Use the Signature Ribbon as an quick guide for identifying uncorrelated candidates for your Strategy, but always be sure to examine the chart and other performance metrics of each before adding it as a participating member of your Strategy.


1-Yr Price Range
The current price as a percentage of the range between the 52-week high and the 52-week low. For example, if the current price is $80, the 52-week high was $100 and the 52-weeek low was $50 then the value = ($80 - $50) / ($100 - $50) = 60%. At a glance you will know if you are going to be bottom fishing or investing in something powering on to new highs.


Volume in $M/day
The daily traded volume of shares in millions of dollars. Thinly traded ETFs are more likely to have poor trend characteristics and are more likely to have significant bid-ask spreads that degrade returns in actual trades.

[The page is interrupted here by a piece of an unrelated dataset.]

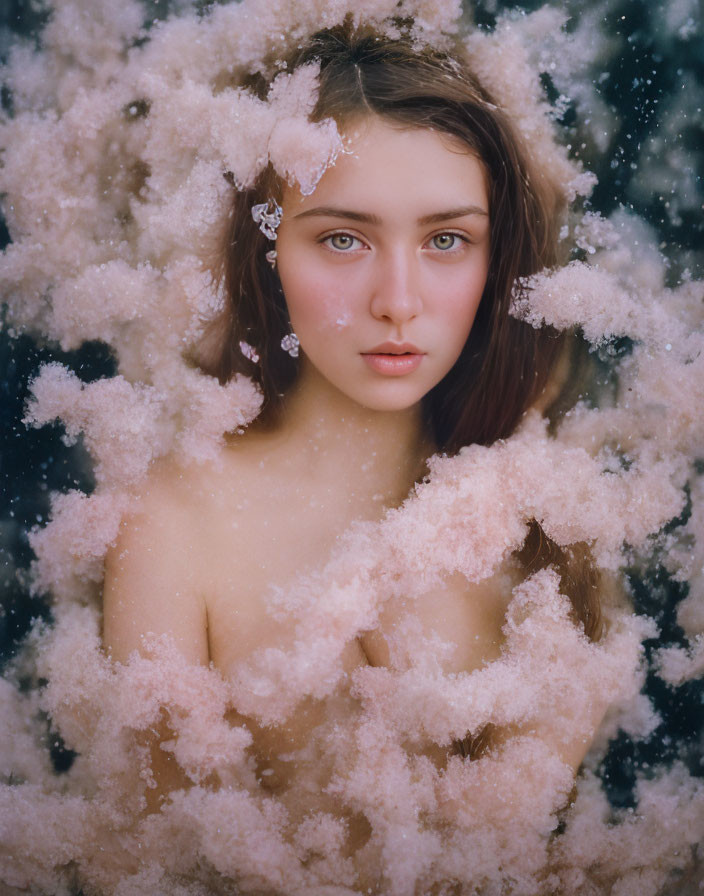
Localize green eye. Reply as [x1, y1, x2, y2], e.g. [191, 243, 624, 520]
[329, 233, 354, 250]
[433, 233, 459, 250]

A checkbox is provided above to include or exclude ETFs trading under $20 million per day. Note that ETFs trading at about this level may, or may not, make this threshold from day-to-day because of its daily fluctuation in trading volume.


Dividend
The annualized amount paid to shareholders by the company as a percent of share price. In the absence of any capital gains, the dividend yield is the return on investment for an ETF. However, in any trading system, eventually the ETF is sold, capital gains come to roost, and the dividends taken along the way simply amount to selling a portion of the investment each time a dividend is distributed. However, ETF prices used for charting and analysis are always dividend adjusted so that any analysis of the ETF's price is as if the dividends were reinvested in more shares. Thus, dividends do not represent any additional return not already represented in the adjusted price history. While some believe that the mere fact a company is paying a dividend is an indication of company maturity and prudent management, others would argue it signals the doldrums as management admits it no longer can think of better uses for surplus cash in product and market development. A checkbox is provided above to include or exclude ETFs under 1% annual dividend yield.


Spreadsheet Download
The link just above-right of the table enables downloading current data in the .csv spreadsheet file format. The file name contains both the current month and year so that the data from the last day of each month remains available on the server and accessible for your further experimentation. You can retrieve any of the files by using the following URL web address format: http://sumgrowth.com/Data/SGSETFScreener-mm-yyyy.csv where mm and yyyy are replaced with the current month and year respectively. The first ETF spreadsheet is for 07-2013, and the first stocks spreadsheet is for 06-2012.

For example:
•    http://sumgrowth.com/Data/SGSETFScreener-10-2016.csv for ETFs, and
•    http://sumgrowth.com/Data/SGSStockScreener-10-2016.csv for stocks.
 
Note: The last nine columns of the spreadsheet contain the Signature Ribbon data for the nine four-month periods prior to the date of the spreadsheet in the order of oldest to most recent, with values from 0.00 to 9.99. The value is proportional to the relative amount by which its performance exceeds the performance of the S&P500 during the period (or that of a money market fund if the S&P500 is trending negatively). There are no negative values because SectorSurfer's algorithm is inherently designed to ignore potentially negative contributors, thus rendering them of zero value.